Девки не сели только потому, что некуда. А тем временем Резинкин приложил руку к кепке и справился у своего начальника:

– Разрешите идти?

– Иди, – улыбался Стойлохряков, – иди. Становись в строй, сынок.

* * *

Через полчаса Резинкина выцепили. Нервно дергающийся майор лично сообщил ему, что он сегодня идет в наряд по парку и проводит в этом наряде еще как минимум три дня, для того, чтобы, не дай бог, кто-нибудь его непрезентабельную рожу на видеокамеру не заснял и ненормативную лексику на диктофон не записал.

Строго говоря, оскорбление было нанесено лишь гражданским лицам, которые не попадали под юрисдикцию армейских законов.
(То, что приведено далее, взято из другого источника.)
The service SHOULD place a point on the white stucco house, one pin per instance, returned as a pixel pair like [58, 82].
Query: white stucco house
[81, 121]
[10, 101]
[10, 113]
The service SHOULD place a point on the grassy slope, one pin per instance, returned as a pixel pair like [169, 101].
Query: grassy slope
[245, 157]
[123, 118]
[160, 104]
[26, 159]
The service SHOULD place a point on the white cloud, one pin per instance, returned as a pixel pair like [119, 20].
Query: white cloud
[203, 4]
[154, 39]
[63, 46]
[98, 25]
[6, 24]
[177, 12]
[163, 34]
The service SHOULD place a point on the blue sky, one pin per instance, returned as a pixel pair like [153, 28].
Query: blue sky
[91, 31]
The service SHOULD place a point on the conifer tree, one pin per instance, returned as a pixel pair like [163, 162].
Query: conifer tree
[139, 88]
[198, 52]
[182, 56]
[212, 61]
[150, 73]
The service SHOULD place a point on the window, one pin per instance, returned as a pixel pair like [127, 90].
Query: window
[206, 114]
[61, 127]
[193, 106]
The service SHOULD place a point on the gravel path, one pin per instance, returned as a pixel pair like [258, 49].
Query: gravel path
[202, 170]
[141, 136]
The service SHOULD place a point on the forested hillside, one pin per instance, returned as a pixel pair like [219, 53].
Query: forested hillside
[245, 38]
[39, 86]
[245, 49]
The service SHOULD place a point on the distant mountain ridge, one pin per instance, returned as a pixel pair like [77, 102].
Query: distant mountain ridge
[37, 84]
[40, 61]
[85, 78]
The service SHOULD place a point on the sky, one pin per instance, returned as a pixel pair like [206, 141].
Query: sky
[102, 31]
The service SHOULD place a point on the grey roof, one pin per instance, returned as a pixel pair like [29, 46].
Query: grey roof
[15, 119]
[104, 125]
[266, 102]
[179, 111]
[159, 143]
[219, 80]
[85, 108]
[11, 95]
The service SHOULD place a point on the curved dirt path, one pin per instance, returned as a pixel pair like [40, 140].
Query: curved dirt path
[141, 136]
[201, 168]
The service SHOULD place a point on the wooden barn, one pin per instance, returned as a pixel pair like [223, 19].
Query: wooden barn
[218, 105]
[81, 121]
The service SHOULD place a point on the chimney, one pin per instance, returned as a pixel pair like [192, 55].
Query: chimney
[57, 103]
Соответственно, и воздействовать на рядового строго по законам подполковник не мог. Единственное, на что он был способен, так это запрятать его в парк. И здесь дело было не только в законах, а в том, что в принципе-то солдат был прав – вся эта показуха, кому она нужна в их поселке Чернодырье, для чего?

Да, пожалуй, с академией придется повременить, можно себе представить, что там после таких слов эти девки у себя в Москве понапишут. А потом его доброжелатели покажут все эти статьи товарищам генералам, и если пустят его в академию, то только сортиры чистить.

Упрятав Резинкина в парк, подполковник надеялся замять инцидент. Он прикладывал все свое красноречие, даже, против обыкновения, без бутылки водки, для того чтобы обмаслить ситуацию, и переводил разговор на разные темы, касающиеся новых видов вооружения, перспектив развития, ну и тому подобное.

А Резина тем временем собрался за тридцать секунд и под контролем самого Холодца сел в «уазик» к прапорщику Евздрихину, который и отвез его в наряд, где сейчас торчал третий взвод третьей роты. Сегодня вечером, в шесть, должны были заступать именно химики. Каково же было удивление Резинкина, когда вместе с ним по парку отправился дежурить только лейтенант Мудрецкий, а никого из солдат больше не прислали.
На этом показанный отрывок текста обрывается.